1. Field of Invention
This invention relates to electromagnetic flowmeters energized by tri-state excitation of a rectangular waveform; and, more particularly, to such electromagnetic flowmeters which are substantially free of noise.
2. Description of Prior Art
The trend of developement of electromagnetic flowmeters has been from a conventional excitation system utilizing a commercially available frequency, toward excitation systems utilizing low-frequency rectangular waveforms with good stability at a zero point. The rectangular waveform excitation systems include bi-state excitation systems wherein the flowmeter is excited with two values, a positive value and a negative value; and tri-state excitation systems wherein the flowmeter is excited with the above two values (i.e. a positive value and a negative value) and a zero excitation period before and after the two values. These excitation systems produce different types of noise between the electrodes of a detection system disposed in the flowmeter. The noises are removed by various arithmetic systems which have advantages and disadvantages.

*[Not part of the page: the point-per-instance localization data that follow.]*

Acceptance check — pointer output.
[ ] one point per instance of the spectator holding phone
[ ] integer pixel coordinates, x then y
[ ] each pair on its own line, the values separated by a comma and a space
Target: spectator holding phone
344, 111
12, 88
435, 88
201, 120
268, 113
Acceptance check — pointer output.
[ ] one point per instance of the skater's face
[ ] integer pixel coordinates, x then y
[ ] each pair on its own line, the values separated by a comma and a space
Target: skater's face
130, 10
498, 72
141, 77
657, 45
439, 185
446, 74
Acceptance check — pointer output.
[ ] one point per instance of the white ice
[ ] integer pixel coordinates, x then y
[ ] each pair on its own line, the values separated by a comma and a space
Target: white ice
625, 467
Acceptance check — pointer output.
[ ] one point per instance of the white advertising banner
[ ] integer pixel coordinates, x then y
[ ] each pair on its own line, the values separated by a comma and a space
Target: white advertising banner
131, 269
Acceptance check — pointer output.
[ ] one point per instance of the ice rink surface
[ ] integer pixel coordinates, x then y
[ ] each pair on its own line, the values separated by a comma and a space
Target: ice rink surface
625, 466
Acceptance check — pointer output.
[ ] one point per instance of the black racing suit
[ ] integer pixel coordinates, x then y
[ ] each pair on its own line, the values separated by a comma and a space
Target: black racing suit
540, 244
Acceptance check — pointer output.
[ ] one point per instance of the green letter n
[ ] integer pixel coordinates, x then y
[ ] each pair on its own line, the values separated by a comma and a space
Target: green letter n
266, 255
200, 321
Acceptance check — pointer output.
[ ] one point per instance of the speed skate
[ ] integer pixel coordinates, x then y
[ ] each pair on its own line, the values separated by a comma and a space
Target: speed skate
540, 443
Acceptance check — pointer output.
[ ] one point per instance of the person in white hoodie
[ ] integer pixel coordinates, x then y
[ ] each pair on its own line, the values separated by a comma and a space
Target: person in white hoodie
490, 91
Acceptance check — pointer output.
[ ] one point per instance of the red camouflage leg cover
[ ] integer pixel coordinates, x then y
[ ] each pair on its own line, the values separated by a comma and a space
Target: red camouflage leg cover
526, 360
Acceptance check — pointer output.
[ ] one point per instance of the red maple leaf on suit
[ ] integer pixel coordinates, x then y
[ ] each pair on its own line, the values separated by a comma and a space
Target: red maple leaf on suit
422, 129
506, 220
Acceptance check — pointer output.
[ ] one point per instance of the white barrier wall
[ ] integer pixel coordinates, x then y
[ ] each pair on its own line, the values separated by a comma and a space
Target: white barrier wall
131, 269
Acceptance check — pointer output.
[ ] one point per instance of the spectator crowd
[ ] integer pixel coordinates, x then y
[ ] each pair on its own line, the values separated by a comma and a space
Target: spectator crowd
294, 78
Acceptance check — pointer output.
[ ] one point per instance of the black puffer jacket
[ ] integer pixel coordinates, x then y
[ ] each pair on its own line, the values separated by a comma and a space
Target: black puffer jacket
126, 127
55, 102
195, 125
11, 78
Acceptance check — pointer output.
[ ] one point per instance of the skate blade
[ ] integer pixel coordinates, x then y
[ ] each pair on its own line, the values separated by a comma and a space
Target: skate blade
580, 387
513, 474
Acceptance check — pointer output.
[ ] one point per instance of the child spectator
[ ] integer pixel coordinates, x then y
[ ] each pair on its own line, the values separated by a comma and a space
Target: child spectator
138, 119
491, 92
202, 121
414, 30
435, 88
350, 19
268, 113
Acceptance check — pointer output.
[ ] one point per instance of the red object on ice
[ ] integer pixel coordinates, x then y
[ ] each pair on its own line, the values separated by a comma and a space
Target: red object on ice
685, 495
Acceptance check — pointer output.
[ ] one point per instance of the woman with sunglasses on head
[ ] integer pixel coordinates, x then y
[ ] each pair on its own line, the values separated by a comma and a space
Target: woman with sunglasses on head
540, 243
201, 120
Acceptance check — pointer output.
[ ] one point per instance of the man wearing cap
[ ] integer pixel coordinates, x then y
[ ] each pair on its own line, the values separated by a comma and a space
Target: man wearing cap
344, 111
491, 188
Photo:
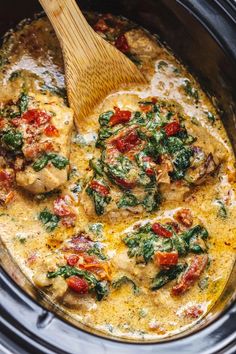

Known signal processing systems for removing noise produced in the tri-state excitation systems are disclosed, for example, in Japanese Laid-open Patent Publication Nos. 53-75966 and 57-149919. However, these prior systems do not take into account the fact the magnetic core used in the excitation system or the magnetic casing used in the flowmeter, such as for passing the fluid, is usually used as a return path for magnetic flux applied to the fluid to be measured. More specifically, the core or casing is magnetic and hence exhibits magnetic hysteresis. Thus, a residual magnetic field remains applied by the core or casing to the fluid, even during quiescent periods during which excitation current is no longer applied to the excitation system.
Stated otherwise, an electromotive force, responsible for error, is generated due to the residual magnetic field and the flow speed of the fluid during the quiescent period when no electric current is applied. Such electromotive force has different polarities dependent on the hysteresis even if the flow rate of the fluid is constant, since the residual magnetic field has opposite polarities in the quiescent period wherein the exciting current falls from a positive mode to zero, and in a quiescent period wherein the exciting current falls from a negative mode to zero. No highly accurate detection of flow rates is therefore possible with the conventional noise removing system wherein no provision is made for noise resulting from the magnetic hysteresis of various flowmeter components.